The bill has a $5 million appropriation in it “to purchase voting equipment to implement the elimination of straight party ticket voting.” That amounts to just $1,041 per precinct. To give you an idea of just how inadequate that is, the Ingham County Clerk Barb Byrum has requested over $1 million to upgrade her office’s voting equipment. In other words, this appropriation is nothing more than a way to make the legislation “democracy-proof” by preventing voters from overturning it by referendum as they have done TWICE in the past when they overturned similar laws passed in 1964 and 2001.

However, Republicans have tie-barred the ban on straight-ticket voting to Republican Rep. Lisa Lyons’ bill to allow for “no-excuse” absentee ballot voting. She sees this as a way to help alleviate the longer lines that are sure to occur from the elimination of the straight ticket option. It’s worth noting that her legislation doesn’t allow you to sign up to have an absentee ballot sent to you in the mail if you are going the “no-excuse” route. You’d still have to show up at your Clerk’s office and show a picture ID, something you do not need to do if you have an excuse and have voted absentee in the past.

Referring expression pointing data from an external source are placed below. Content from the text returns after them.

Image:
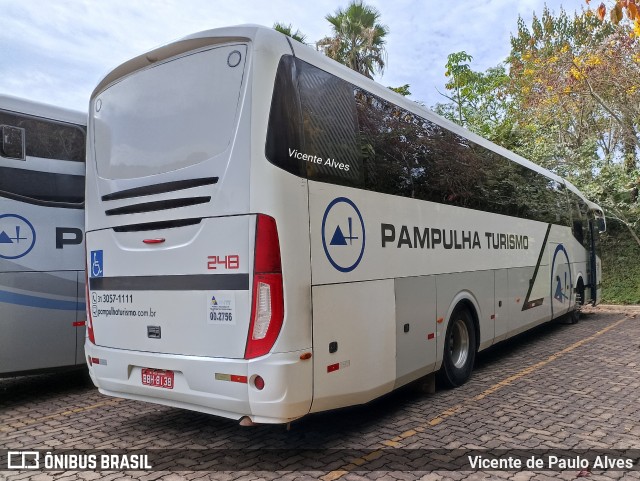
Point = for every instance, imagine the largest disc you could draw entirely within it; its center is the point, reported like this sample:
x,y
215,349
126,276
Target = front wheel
x,y
459,349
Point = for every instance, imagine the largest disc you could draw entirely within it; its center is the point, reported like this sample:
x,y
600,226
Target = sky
x,y
57,51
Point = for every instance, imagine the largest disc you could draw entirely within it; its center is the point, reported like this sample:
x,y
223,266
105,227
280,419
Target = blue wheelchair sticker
x,y
97,267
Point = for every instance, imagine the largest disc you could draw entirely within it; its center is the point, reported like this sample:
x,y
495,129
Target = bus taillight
x,y
267,310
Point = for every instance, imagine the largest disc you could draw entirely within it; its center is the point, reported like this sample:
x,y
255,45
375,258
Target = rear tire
x,y
459,349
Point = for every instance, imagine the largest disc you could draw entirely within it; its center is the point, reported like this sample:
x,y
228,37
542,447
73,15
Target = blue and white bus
x,y
271,234
42,311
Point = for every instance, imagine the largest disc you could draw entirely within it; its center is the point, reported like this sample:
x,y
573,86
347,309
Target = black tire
x,y
574,316
459,349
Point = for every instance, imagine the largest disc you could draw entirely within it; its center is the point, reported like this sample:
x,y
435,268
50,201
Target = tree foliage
x,y
358,38
570,102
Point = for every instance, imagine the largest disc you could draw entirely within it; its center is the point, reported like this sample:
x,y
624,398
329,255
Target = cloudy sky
x,y
56,51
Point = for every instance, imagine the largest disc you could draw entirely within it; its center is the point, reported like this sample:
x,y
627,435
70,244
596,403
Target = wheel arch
x,y
466,300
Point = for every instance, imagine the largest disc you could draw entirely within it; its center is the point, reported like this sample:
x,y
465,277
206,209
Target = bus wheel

Lyons’ bill, however, makes voting too easy for some Senate Republicans and they may refuse to support S.B. 13 because of it:

The link with no-reason absentee voting squeezed the bill through the House but is problematic in the Senate, where it’s under consideration next week. The Senate GOP caucus, headed by Majority Leader Arlan Meekhof of West Olive, remains frosty on expanded absentee voting.

Meekhof spokeswoman Amber McCann told reporters the majority leader would prefer to keep the bills separate.

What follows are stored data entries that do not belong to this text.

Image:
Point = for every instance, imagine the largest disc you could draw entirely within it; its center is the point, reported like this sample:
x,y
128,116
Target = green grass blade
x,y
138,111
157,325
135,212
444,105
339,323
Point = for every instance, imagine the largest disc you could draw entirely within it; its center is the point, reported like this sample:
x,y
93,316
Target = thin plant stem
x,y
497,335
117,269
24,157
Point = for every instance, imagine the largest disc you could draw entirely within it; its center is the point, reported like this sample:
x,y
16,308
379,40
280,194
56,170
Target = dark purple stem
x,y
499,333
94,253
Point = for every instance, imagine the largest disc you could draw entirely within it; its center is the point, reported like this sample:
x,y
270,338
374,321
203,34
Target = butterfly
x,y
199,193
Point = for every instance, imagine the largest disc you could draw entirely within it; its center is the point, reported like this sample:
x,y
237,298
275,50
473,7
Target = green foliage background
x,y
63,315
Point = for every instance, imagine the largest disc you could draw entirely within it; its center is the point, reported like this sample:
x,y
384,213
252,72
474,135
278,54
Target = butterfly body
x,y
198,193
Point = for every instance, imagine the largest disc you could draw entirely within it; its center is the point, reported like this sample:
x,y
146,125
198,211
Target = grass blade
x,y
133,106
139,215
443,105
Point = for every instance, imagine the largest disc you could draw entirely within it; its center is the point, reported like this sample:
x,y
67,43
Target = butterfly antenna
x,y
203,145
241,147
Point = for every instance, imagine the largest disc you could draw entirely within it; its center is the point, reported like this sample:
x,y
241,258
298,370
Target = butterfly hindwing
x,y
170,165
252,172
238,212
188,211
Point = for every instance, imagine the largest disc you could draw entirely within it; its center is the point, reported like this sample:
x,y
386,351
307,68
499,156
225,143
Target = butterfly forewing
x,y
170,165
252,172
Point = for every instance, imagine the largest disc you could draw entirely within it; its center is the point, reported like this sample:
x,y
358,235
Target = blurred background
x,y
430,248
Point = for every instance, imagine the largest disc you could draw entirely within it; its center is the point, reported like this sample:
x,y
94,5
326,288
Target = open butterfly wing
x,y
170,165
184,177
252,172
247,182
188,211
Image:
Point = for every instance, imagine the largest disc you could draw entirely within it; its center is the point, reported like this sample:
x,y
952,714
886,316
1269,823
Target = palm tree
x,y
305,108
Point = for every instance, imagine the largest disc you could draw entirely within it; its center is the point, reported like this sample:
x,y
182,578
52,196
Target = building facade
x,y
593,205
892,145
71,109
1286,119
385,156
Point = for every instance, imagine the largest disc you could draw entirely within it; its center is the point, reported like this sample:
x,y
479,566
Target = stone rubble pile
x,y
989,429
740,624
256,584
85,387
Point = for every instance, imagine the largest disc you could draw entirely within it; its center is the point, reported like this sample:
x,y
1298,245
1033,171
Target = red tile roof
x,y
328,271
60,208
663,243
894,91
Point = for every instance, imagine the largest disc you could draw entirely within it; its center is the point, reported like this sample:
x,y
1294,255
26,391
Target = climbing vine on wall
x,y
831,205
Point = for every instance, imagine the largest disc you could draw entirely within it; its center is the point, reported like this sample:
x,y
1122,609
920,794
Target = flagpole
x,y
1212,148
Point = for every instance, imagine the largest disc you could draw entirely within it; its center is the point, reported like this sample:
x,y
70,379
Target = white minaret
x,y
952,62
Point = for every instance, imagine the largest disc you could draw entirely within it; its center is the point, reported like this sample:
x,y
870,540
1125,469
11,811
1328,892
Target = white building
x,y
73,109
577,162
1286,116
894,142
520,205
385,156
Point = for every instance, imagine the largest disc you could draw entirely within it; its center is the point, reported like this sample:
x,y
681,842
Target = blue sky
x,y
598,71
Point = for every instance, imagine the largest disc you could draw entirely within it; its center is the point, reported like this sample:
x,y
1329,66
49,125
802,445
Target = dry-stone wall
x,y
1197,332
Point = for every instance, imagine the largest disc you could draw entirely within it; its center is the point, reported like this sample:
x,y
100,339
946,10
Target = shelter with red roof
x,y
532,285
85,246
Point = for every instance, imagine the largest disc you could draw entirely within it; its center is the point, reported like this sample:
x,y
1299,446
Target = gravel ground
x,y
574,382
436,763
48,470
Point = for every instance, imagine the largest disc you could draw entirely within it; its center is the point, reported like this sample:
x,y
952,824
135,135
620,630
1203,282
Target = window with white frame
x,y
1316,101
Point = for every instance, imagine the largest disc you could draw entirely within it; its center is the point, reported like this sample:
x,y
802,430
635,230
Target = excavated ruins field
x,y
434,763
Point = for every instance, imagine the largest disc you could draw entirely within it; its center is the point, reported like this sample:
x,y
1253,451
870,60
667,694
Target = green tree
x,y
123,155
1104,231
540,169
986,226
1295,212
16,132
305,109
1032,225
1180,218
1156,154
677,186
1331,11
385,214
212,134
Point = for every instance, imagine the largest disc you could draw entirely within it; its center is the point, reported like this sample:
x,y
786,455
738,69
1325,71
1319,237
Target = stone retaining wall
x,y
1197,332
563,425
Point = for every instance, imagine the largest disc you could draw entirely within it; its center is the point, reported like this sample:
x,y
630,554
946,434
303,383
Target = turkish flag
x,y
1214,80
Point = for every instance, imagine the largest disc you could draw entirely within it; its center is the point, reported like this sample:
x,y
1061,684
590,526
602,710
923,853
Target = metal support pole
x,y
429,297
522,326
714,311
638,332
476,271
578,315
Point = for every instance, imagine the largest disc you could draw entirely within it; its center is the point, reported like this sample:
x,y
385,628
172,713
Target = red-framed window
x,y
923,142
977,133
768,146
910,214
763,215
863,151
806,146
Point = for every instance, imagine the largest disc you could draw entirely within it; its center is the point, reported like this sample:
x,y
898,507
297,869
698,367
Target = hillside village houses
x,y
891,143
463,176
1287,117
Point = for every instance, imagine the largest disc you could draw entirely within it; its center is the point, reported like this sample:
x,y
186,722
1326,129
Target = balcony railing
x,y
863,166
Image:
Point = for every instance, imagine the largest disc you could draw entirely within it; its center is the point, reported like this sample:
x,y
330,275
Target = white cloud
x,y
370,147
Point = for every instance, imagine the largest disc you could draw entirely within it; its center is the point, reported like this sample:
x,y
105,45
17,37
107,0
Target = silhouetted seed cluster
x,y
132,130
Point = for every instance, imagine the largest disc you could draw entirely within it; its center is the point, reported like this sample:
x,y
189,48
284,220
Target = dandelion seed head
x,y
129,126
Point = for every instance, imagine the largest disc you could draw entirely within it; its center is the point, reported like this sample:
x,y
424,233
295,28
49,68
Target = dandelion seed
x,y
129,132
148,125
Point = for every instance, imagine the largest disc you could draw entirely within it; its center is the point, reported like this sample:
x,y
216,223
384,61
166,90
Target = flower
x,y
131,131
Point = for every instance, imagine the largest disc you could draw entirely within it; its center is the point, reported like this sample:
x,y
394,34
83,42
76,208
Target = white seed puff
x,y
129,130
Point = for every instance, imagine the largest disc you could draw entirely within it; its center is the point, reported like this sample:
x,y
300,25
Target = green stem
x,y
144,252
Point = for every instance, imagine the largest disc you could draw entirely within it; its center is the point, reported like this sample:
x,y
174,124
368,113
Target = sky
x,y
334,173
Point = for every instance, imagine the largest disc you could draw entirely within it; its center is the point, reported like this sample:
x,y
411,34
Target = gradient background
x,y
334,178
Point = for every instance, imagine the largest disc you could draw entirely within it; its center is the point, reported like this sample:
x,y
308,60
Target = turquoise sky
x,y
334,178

When you are afraid of making voting easy, as S.B. 13 sponsor Marty Knollenberg is, you might want to stop pretending you care about democracy, particularly when you add an inadequate appropriation to the bill to keep voters from overturning it (again.) That goes for Dave (“I believe voting should not be effortless”) Robertson, too, who has introduced other legislation to make voting even more difficult.

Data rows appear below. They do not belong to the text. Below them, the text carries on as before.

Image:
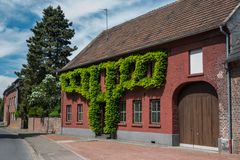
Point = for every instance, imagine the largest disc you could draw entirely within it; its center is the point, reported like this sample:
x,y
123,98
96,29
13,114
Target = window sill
x,y
79,123
122,124
195,75
137,125
154,126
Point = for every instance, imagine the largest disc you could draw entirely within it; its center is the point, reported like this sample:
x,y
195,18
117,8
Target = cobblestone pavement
x,y
94,149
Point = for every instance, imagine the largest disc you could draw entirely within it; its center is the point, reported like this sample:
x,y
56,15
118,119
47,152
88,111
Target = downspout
x,y
228,68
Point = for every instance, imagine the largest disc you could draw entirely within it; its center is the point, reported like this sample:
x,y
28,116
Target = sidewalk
x,y
45,148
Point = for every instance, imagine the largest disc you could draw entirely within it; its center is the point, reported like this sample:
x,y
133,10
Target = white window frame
x,y
196,61
122,107
69,113
137,114
80,112
155,109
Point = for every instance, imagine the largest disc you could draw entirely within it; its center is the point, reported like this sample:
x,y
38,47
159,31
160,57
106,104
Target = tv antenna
x,y
106,12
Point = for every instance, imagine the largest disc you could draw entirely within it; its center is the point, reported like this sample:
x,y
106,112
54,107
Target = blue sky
x,y
17,17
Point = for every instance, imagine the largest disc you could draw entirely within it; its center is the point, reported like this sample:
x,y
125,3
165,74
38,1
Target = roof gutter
x,y
229,88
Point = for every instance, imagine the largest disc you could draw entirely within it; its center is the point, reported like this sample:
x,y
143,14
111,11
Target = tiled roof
x,y
177,20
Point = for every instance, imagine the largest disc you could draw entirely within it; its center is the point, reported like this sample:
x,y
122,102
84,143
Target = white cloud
x,y
12,41
4,83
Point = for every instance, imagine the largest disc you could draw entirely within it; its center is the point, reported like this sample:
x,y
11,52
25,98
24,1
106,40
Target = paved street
x,y
12,147
97,149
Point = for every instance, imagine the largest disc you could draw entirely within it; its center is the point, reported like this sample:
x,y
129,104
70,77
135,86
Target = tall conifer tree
x,y
48,49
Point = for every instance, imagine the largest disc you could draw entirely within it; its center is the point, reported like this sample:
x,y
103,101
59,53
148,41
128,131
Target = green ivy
x,y
131,72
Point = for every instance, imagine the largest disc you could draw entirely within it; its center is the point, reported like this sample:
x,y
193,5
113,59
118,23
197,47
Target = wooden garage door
x,y
198,115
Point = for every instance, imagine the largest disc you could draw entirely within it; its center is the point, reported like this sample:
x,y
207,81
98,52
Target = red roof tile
x,y
177,20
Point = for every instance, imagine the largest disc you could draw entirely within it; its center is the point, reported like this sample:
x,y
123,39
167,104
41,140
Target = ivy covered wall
x,y
122,75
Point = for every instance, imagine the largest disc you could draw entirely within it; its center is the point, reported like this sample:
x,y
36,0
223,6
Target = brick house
x,y
11,102
192,108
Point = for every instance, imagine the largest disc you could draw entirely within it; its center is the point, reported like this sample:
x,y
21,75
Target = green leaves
x,y
133,73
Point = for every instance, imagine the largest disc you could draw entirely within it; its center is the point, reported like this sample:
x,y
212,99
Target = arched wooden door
x,y
198,115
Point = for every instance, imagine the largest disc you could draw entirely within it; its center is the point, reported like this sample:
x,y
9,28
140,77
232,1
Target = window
x,y
122,106
196,61
155,111
150,68
69,113
80,112
137,111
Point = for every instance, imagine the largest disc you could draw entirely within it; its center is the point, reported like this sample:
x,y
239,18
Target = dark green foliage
x,y
1,108
48,49
129,79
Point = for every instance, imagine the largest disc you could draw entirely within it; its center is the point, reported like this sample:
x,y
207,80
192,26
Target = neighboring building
x,y
11,102
192,108
233,65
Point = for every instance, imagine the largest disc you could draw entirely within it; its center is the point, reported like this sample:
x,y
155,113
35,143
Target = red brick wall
x,y
213,46
74,99
236,106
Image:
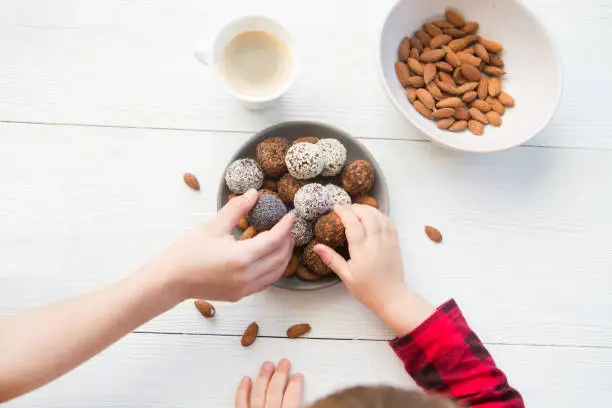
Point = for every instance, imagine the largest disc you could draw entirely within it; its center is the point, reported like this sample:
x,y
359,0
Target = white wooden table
x,y
103,108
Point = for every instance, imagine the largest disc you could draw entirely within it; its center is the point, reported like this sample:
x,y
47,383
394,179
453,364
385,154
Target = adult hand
x,y
208,263
274,388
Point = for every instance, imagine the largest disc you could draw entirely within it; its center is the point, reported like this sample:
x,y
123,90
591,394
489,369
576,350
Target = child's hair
x,y
382,397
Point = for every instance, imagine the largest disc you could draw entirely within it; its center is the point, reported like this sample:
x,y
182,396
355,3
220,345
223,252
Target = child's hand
x,y
208,262
374,274
272,389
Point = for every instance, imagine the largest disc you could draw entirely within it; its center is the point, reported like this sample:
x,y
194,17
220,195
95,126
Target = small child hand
x,y
374,274
208,263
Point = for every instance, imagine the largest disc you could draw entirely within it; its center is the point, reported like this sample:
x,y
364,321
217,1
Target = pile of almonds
x,y
454,76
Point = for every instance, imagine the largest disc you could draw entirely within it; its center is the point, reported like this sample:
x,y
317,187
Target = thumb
x,y
237,207
333,260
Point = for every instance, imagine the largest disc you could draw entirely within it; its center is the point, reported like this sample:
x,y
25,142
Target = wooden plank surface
x,y
526,249
113,62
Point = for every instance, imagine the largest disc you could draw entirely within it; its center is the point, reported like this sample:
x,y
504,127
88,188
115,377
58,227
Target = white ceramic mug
x,y
211,53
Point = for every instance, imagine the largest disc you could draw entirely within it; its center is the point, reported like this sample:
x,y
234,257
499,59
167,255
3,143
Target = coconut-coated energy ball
x,y
304,161
267,212
338,195
287,187
243,175
334,156
312,201
314,261
303,230
329,230
358,177
270,155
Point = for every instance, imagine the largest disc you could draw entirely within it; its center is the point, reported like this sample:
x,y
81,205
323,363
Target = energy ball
x,y
312,201
304,160
314,261
358,177
267,212
287,187
329,230
303,230
334,155
270,155
338,195
243,175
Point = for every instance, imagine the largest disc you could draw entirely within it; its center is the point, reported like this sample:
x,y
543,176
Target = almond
x,y
478,115
445,123
206,309
402,72
433,233
455,18
429,73
298,330
440,40
450,103
425,97
506,99
444,113
365,200
495,86
494,118
432,55
249,335
476,127
415,66
470,73
191,181
491,46
458,126
248,233
483,87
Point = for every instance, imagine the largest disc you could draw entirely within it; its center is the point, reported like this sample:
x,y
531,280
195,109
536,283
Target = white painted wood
x,y
111,62
203,371
526,249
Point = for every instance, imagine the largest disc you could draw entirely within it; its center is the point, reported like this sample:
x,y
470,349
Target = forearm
x,y
43,344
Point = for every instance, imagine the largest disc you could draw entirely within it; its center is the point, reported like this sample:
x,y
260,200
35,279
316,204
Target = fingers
x,y
243,393
334,260
278,383
293,393
228,216
258,394
269,241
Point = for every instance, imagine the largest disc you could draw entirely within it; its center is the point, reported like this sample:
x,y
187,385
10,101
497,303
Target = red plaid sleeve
x,y
443,355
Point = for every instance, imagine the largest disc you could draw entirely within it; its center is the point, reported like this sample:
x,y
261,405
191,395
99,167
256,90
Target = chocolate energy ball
x,y
312,201
287,187
334,155
329,230
267,212
358,177
303,230
270,155
304,161
243,175
338,195
314,261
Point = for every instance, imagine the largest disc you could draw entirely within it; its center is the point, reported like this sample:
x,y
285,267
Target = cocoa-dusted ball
x,y
358,177
329,230
314,261
287,187
270,155
267,212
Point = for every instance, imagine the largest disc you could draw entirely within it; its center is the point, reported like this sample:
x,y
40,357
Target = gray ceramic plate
x,y
295,130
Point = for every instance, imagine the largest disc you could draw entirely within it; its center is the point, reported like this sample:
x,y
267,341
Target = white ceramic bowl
x,y
534,70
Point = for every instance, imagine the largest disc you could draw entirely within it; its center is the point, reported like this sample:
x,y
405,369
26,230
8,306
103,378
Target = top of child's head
x,y
382,397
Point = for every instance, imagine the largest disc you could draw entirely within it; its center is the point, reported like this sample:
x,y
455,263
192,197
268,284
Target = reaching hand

This tactic of putting in appropriations to stop voters from having a say is not new to the current cohort of Republicans, by the way.

They did it with the latest Emergency Manager law which was passed less than a month after voters got rid of the previous Emergency Manager Law.

They did it with $1 million appropriation when they passed the law that turned Michigan into a Right to Work state.

They did it with a $30,000 appropriation when they redistricted and heavily gerrymandered our state in 2011.

They are trying to do it with a $75,000 appropriation in the bill that would overturn our prevailing wage laws that helps keep wages up for Michigan workers.

They tried to do it with a $75,000 appropriation in a bill to reform our no-fault insurance laws to make them more friendly toward insurance companies.

That’s not democracy and it’s un-American.